И теперь мне все больше кажется, что мой труд не просто бесплоден – он глуп. Нет, Ортанс, я по-прежнему уверен, что прав: чудовище есть, и оно продолжает убивать. Но где? Возможно, оно стало хитрее и лучше прячет следы. Кто знает, может, как раз сейчас какие-нибудь несчастные родители ищут дочь, даже не подозревая, что больше не увидят ее никогда. Или – страшно подумать об этом – ведь есть девушки, которых никто не хватится. Ортанс, я уверен, ты с твоей доброй душой поймешь меня лучше, чем кто-либо. Каждый вечер, ложась спать, я с ужасом думаю, что мое промедление могло стоить жизни еще одной бедной жертве. И ничего не могу сделать! Если бы Господь в милосердии своем дал мне хоть на миг дар всеведения, я бы не потратил его ни что другое, лишь на то, чтоб остановить этот длящийся годы кошмар. Один миг – и я бы с радостью согласился заплатить за него жизнью. Ортанс, ты знаешь меня и знаешь, что это не просто слова. Прости, что я жалуюсь тебе, но кто еще умеет утешить меня теплым словом, дружеским приветом, одним лишь знанием, что где-то есть родная душа? Только ты, моя милая сестричка. Прости за грустное и совсем не рыцарское письмо,
Твой кузен Андре
Дорогой Жан,
Эти три дня со времени моей ночной прогулки прошли, словно в забытьи. По правде говоря, я не слишком помню, что делал и где был. Кажется, не покидал дома, но вовсе не уверен в этом. Помню ветер, воющий в трубе, пока я зачем-то пытался разжечь камин в библиотеке, но точно так же помню и ветер, несущий черные листья по белой от лунного света дороге. И то, что я бродил по холмам наших старых садов, глядя на ночное небо в просветы между голыми ветками, могло быть или не быть сном совершенно с равной вероятностью. В пользу моего реального отсутствия говорит, что сегодня утром, проснувшись в собственной постели и спустившись в столовую, я нашел на столе пилюли Мартена. Значит, он приходил, пока меня не было, и оставил их со своей обычной деликатностью. Это пришлось очень кстати, потому что боль вернулась и изрядно досаждает мне. Прежде чем выпить лекарство, я заставил себя развести огонь хотя бы в спальне и сварил остатки кофе, влив туда несколько ложек коньяку. Хуже, чем кальвадос – и на вкус, и по действию, но я сразу согрелся, и даже голову перестали стягивать тугие обручи боли.

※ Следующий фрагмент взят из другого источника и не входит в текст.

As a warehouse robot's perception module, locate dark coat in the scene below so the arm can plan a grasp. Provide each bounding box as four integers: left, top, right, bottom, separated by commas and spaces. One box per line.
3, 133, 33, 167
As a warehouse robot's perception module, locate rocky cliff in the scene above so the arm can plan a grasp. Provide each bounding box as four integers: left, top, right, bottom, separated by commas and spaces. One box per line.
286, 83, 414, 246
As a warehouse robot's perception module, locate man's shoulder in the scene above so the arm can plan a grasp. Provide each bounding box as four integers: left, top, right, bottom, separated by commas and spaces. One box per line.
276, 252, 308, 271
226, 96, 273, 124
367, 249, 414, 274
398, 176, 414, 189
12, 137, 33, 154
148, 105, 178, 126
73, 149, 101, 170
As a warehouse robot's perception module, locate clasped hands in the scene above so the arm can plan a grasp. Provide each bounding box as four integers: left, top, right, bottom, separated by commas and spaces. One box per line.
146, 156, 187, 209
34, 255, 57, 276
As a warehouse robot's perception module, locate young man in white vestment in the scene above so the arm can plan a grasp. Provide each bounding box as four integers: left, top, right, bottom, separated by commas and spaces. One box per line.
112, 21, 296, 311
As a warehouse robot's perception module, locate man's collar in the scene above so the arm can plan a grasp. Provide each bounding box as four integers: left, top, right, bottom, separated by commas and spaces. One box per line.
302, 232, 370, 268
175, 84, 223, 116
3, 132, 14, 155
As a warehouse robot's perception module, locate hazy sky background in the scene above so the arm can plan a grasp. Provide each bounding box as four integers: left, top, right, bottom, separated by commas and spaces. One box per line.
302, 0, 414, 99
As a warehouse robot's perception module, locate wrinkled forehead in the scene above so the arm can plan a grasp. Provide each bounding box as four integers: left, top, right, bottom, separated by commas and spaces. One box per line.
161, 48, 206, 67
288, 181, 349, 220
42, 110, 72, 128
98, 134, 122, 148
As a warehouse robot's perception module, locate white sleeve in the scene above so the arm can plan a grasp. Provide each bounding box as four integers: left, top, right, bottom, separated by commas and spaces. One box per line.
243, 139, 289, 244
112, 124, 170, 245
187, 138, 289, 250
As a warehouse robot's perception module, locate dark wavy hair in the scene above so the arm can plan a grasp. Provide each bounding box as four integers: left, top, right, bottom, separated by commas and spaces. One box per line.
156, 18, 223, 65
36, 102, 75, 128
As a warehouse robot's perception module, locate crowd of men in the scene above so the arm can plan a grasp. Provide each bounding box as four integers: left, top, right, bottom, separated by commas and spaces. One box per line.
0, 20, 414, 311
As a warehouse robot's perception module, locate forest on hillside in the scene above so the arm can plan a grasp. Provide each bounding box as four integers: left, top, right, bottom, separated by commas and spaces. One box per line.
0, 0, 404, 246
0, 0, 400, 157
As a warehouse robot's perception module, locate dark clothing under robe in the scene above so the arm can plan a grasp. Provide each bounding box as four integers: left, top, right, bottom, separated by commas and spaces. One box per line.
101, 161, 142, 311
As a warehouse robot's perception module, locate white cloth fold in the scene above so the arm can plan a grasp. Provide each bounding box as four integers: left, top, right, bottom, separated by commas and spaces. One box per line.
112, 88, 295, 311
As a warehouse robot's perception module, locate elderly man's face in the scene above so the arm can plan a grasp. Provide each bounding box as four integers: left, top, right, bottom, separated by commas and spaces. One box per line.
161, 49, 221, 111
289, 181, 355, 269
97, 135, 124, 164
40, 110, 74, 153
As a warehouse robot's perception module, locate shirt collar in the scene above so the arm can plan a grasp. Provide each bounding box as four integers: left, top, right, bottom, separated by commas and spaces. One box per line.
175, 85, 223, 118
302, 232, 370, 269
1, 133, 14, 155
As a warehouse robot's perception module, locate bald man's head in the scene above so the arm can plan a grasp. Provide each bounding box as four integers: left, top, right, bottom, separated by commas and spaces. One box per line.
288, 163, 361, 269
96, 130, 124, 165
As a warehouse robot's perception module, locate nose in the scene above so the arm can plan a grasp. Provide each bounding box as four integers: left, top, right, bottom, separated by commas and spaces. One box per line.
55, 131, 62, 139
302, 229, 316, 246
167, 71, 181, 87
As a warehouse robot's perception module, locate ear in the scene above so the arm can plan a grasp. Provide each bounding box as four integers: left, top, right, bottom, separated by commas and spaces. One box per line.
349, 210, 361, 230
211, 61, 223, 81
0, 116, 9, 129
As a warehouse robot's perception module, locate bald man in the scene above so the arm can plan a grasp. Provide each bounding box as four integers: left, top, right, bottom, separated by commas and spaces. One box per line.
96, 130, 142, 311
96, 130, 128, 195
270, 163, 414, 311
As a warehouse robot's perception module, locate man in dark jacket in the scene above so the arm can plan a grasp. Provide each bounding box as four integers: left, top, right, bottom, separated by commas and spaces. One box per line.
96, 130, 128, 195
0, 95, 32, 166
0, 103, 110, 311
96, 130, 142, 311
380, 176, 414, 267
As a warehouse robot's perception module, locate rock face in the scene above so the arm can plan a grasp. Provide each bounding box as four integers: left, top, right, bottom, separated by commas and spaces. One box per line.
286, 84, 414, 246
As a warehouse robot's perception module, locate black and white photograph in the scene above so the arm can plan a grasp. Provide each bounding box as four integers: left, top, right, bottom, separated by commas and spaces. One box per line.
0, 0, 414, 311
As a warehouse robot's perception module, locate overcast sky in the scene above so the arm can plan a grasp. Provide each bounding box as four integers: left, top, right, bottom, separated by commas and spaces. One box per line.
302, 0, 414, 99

А после скромного завтрака из пилюли, запитой все тем же кофе, я, к немалому удивлению, принял посетителя. Вообрази только, Жан, меня навестил кюре сен-бьефской церкви – вот уж внезапно. Видимо, христианский долг потребовал от достойного служителя церкви попыток спасения заблудшей души, нечаянно оказавшейся в пределах досягаемости. Я пытаюсь шутить, Жан, хотя сам чувствую, что выходит натужно и жалко. Нет ничего плохого в поступке кюре, просто цель для приложения усилий он выбрал неудачную: мы и в молодости не отличались благочестием, а уж после у меня не было ровно ни единого шанса поверить в милосердие и великодушие божье. С возрастом я все лучше стал понимать отца с его холодной иронией, воспитанной Вольтером, Ларошфуко и прочими апостолами вольномыслия, храмом которых была наша библиотека. Уверен, он лишь потому принимал у себя в доме кюре, что не хотел расстраивать матушку и глубоко уважал святого отца как обычного человека, но вовсе не как священнослужителя.
Так вот, Жан, нынешний кюре – рыхлый и подслеповатый молодой человек с лицом, похожим на непропеченную лепешку. Он с явным трудом поднялся на наш холм и потом долго не мог отдышаться. Право, после этого я почувствовал себя не таким уж старым и почти не больным, ведь до сих пор хожу по тропам Сен-Бьефа без одышки. Как его вообще занесло к нам в Нормандию, с его парижским выговором и манерами добродушного робкого пса? Сначала он долго извинялся за то, что пришел, потом за то, что не пришел раньше… Отказался от кальвадоса почти с ужасом и разглядывал столовую, где я его принял, с таким вежливым недоумением, что одно это могло бы взбесить любого из Дуаньяров. Не знаю, как я сдержался и не выставил его, даже когда слуга божий предложил мне перебраться в «чистый и уютный домик» неподалеку от храма под попечительство какой-то благочестивой вдовы.
Сейчас, Жан, мне смешно, а тогда – ты только вообрази! – я ответил ему вежливо, насколько мог, но великодушный кюре стал еще бледнее – и еще более похожим на лепешку, – попрощался дрожащим голосом и ушел с похвальной торопливостью. Да, Жан, мне грустно и смешно: я теперь только на то и гожусь, чтоб не дать забрать себя в местную богадельню. Пока еще гожусь. Я Дуаньяр, я родился в этом доме и именно здесь хочу умереть, не променяв эту привилегию на чечевичную похлебку благотворительности, тошнотворно отдающую ладаном.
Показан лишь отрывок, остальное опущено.